415. Auf der Kreuzstrasse.

[296] a) Neben dem Zuchthaus in Altdorf ist eine Kreuzstrasse, wo sich die Wege nach Bürglen, Schattdorf, Attinghausen und Altdorf kreuzen. Da hat einmal ein Freund dem andern geraten, er solle in der Heiligen Nacht des Christfestes mitten auf der Strassenvierung mit Kreide einen Kreis um sich beschreiben und von 11–12 Uhr darin stehen; es werden dann drei kommen, und wenn er sich vor ihnen nicht fürchte, könne er einen grossen Schatz haben und den erlösen, der ihn hüten müsse. Der Freund, lüstern nach dem Schatze, befolgte den Rat. Als er im Kreise stand, kam Einer; nun, der war noch anzuschauen. Der Zweite, der erschien, war schon schreckhafter. Der Dritte sah aber so entsetzlich aus, dass der gute Mann in seinem Kreise erschauderte, heraussprang und aus Leibeskräften davonlief.


Frau Inderkum-Scheuber, 50 J. alt, Schattdorf.

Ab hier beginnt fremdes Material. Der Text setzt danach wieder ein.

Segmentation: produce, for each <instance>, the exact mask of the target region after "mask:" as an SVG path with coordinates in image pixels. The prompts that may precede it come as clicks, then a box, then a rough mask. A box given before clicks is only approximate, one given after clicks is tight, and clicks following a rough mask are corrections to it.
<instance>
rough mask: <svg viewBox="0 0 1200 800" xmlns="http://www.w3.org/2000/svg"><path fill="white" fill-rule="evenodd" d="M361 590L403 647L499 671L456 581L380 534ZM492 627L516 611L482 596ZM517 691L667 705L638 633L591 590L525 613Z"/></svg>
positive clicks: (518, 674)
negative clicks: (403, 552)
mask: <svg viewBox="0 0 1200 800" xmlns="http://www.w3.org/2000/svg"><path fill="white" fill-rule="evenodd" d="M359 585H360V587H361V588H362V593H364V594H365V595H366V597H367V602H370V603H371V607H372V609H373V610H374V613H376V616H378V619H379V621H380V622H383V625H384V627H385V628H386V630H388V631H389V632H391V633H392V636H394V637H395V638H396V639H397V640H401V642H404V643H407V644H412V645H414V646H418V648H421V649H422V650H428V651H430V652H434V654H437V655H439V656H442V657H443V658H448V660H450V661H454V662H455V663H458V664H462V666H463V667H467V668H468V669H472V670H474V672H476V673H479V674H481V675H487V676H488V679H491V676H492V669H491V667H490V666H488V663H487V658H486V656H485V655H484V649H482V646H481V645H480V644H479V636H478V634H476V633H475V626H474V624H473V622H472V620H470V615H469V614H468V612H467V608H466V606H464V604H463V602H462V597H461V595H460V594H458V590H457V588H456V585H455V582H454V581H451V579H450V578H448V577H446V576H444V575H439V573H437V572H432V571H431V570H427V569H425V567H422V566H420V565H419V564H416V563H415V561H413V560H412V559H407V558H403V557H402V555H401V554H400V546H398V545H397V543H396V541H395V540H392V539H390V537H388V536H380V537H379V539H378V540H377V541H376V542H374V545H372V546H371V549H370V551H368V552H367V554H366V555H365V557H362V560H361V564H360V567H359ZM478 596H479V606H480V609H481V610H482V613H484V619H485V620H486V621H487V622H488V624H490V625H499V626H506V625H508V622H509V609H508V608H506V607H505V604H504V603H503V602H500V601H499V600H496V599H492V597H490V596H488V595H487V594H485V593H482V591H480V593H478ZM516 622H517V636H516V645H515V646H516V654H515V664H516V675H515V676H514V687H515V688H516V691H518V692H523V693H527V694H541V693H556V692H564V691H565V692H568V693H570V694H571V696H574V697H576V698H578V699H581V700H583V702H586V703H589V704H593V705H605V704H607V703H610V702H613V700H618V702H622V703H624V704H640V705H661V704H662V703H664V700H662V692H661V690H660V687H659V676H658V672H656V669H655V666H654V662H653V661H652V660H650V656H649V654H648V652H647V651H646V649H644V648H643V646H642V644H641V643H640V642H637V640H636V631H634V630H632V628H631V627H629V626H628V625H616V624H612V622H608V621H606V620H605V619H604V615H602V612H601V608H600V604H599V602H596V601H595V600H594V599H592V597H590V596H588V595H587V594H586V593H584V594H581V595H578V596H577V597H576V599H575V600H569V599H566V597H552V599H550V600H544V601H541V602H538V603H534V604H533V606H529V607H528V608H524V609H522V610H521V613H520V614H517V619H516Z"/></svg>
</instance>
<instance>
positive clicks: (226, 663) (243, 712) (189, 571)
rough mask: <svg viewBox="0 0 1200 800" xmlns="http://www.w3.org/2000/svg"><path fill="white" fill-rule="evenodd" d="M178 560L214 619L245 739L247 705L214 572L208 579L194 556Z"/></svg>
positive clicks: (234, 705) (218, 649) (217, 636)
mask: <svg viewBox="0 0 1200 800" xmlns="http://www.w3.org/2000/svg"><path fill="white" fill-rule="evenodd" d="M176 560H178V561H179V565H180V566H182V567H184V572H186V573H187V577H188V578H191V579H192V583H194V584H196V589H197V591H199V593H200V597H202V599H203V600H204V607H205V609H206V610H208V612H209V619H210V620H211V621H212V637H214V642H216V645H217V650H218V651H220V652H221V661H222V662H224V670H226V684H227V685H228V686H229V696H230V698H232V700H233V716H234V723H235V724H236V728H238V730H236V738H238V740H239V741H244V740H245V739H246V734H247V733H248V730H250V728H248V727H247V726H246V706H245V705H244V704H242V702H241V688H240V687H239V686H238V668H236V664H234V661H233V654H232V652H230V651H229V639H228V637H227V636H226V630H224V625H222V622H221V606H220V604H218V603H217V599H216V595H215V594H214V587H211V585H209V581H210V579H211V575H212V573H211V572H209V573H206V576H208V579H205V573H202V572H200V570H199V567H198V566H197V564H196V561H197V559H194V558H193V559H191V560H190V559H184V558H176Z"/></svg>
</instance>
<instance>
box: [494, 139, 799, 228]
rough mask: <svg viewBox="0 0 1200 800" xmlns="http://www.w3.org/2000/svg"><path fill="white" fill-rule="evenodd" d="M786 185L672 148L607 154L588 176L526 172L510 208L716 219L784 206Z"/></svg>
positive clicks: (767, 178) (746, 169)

b) Zu Schattdorf versprachen sie einst einem frechen Burschen eine schöne Summe Geld, wenn er in der Heiligen Nacht von 11–12 Uhr auf einer Kreuzstrasse sitzen bleibe. Er nahm an und setzte sich wirklich zur gesagten Stunde auf die Kreuzstrasse. Aber da kamen von allen Seiten die abenteuerlichsten Gestalten auf ihn zu, gingen haardicht an ihm vorbei, sie ritten auf Rossen und fuhren mit Karren und Chaisen über ihn hinweg. Doch er hielt stand. Es geschah ihm nichts. Wäre er zur Seite gewichen, so wäre es ihm übel ergangen. Die versprochene Summe mussten sie ihm auszahlen.


Fr. Wipfli-Herger, 80 J. alt, Schattdorf.

Quelle:
Müller, Josef: Sagen aus Uri 1-3. Bd. 1-2 ed. Hanns Bächtold-Stäubli; Bd. 3 ed. Robert Wildhaber. Basel: G. Krebs, 1926, 1929, 1945, S. 296.